5. Apart artikel Zorgverzekeringen

Gelet op het belang van het systeem en de uitvoering van de zorgverzekeringen worden de zelfstandige bestuursorganen in de topstructuur en de beheerskosten in een afzonderlijk artikel ondergebracht. De Zorgnota kende voor zorgverzekeringen al een apart hoofdstuk.

6. Bijlage financieel overzicht zorg

In een nieuwe bijlage in de begroting wordt inzicht gegeven in de ontwikkeling van het Budgettaire Kader Zorg. Begrotings- en premiemiddelen zullen hierin beide worden toegelicht zodat een totaal overzicht ontstaat over de middelen die in de zorg omgaan.

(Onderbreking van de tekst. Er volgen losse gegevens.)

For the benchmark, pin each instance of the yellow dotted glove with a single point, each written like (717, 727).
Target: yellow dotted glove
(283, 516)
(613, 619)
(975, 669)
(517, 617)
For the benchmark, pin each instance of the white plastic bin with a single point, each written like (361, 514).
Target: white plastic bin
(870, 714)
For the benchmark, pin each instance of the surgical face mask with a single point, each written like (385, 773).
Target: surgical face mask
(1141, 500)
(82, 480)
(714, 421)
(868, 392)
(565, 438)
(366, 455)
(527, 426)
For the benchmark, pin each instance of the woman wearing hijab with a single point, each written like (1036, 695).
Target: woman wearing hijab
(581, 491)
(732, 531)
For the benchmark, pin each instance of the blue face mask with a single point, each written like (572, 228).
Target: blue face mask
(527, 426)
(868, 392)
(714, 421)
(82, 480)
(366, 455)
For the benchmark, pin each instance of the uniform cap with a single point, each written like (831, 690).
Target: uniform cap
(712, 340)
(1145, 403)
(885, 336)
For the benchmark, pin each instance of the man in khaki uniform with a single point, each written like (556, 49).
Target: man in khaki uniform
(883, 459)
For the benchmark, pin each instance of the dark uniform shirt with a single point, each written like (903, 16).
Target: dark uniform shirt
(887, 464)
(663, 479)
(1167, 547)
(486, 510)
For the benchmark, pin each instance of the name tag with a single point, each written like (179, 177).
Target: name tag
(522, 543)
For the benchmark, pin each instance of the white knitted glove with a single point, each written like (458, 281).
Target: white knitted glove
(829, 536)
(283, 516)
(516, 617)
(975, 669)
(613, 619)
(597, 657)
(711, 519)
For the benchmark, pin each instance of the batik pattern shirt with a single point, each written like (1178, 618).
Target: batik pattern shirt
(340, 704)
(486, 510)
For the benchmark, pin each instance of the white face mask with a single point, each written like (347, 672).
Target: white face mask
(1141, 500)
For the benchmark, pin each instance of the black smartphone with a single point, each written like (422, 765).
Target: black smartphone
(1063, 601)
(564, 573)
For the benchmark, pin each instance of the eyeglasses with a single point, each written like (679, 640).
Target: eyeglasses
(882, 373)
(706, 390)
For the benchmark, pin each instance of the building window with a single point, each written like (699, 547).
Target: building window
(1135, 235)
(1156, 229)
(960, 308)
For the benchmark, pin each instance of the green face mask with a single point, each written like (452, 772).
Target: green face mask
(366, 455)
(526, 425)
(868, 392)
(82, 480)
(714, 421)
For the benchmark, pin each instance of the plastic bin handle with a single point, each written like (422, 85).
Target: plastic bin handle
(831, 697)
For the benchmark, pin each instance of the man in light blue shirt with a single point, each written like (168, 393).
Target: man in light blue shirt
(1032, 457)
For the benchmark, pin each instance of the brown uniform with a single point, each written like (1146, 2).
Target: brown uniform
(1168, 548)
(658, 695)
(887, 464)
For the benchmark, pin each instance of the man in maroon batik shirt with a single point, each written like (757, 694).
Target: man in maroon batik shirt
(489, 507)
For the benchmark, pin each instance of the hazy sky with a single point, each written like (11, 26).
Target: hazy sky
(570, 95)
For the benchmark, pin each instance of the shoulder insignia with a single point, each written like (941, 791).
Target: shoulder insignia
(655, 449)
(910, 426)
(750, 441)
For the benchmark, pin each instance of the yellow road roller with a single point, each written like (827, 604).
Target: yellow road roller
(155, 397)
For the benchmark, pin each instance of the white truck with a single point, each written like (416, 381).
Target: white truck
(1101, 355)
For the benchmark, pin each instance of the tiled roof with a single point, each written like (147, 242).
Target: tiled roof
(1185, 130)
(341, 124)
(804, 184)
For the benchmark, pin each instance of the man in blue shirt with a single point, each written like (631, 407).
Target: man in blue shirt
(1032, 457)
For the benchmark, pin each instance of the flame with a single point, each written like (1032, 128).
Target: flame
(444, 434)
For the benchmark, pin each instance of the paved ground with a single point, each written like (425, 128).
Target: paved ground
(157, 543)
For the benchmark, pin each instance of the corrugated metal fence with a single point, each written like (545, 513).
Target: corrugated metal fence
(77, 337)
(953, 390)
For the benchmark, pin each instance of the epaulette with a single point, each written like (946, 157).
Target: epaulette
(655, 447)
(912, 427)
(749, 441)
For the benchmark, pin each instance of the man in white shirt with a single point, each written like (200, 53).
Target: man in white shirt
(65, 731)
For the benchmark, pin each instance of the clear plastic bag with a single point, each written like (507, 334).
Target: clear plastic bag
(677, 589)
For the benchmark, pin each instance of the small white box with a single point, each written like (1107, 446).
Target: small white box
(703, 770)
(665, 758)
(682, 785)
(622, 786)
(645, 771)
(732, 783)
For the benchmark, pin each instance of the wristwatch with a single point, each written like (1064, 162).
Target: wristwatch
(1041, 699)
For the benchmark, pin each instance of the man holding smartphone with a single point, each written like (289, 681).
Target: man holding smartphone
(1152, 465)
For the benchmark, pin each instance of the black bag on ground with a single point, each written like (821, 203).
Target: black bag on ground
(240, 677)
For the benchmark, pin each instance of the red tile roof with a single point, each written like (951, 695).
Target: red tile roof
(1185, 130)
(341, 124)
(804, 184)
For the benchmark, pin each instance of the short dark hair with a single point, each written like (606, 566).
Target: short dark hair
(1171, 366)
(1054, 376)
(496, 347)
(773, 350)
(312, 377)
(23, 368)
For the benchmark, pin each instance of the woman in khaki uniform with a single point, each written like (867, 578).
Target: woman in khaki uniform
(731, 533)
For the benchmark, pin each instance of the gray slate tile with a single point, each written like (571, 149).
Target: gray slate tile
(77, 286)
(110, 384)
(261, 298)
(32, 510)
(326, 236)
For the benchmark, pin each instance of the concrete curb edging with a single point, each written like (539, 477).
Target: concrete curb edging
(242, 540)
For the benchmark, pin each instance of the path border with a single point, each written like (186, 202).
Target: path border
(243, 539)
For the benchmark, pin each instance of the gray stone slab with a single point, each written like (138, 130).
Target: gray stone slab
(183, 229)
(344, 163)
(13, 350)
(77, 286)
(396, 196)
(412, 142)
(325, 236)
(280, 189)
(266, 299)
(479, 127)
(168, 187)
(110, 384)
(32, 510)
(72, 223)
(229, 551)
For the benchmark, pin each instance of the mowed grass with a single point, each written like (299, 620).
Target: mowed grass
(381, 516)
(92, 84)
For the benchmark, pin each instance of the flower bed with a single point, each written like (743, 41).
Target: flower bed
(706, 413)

4. Structuur van een beleidsartikel

De structuur van de beleidsartikelen is volgens de Rijksbegrotingvoorschriften opgesteld. In de beleidsartikelen zal worden uitgegaan van integrale beleidsdoelstellingen, ongeacht of het daarbij gaat om financiering met premie- of begrotingsmiddelen. Wel wordt in de structuur van het artikel de eigenheid van de verzekeringsuitgaven en daarmee samenhangende verantwoordelijkheden en bevoegdheden tot uitdrukking gebracht. Dit betekent concreet dat:

– De verzekerings/premie-uitgaven geen deel uitmaken van het wetslichaam en de begrotingsstaat;

– De begrotings- en premie-uitgaven in de beleidsartikelen in aparte budgettaire tabellen worden vermeld en de tabel budgetflexibiliteit uitsluitend van toepassing is op de begrotingsuitgaven;

– Het verschil in verantwoordelijkheden tussen enerzijds de begrotingsuitgaven en anderzijds de verzekeringsuitgaven komt tot uitdrukking in de sturingsmogelijkheden van de Minister van VWS. Bijvoorbeeld in relatie tot de eigen verantwoordelijkheid van de zorgverzekeraars en de zorgaanbieders zijn de mogelijkheden van een andere orde dan in het kader van een rechtstreeks subsidierelatie tussen de Minister van VWS en een gesubsidieerde instelling. Daarom wordt een onderscheid aangebracht in de beschrijving van het instrumentarium van mijn ministerie. Er zal onderscheid worden gemaakt tussen het instrumentarium dat met begrotingsmiddelen wordt gefinancierd en het instrumentarium dat wordt ingezet ter sturing van de premie-uitgaven.

Verder zullen de gebruikelijke bijlagen in de begroting conform de Rijksbegrotingvoorschriften worden gehandhaafd.

5. Verdere ontwikkeling

De nieuwe artikelindeling en daarmee de integratie van de begroting en de Zorgnota zal in de begroting 2004 tot uitdrukking komen. De integratie heeft consequenties voor de begrotingsadministratie van VWS. De nieuwe artikelindeling is voor een belangrijk deel sectorgewijs ingedeeld. In het licht van de functionalisering en ontschotting van de AWBZ (zie paragraaf 3) en de modernisering van de care zal worden bezien in hoeverre de indeling van de begroting hierop verder aangepast dient te worden. Dit zal zonodig in de begroting 2005 worden verwerkt. Daarin zal ik ook rekening houden met eventuele wensen van de Tweede Kamer.

Het voornemen is om over het begrotingsjaar 2004 een geïntegreerd jaarverslag en Jaarbeeld Zorg op te stellen. Dit document verschijnt dan op de derde woensdag in mei 2005. Verder worden de mogelijkheden bezien van de integratie van de 1e suppletore wet met de Voorjaarsbrief Zorg en van de 2e suppletore wet met de Najaarsbrief Zorg.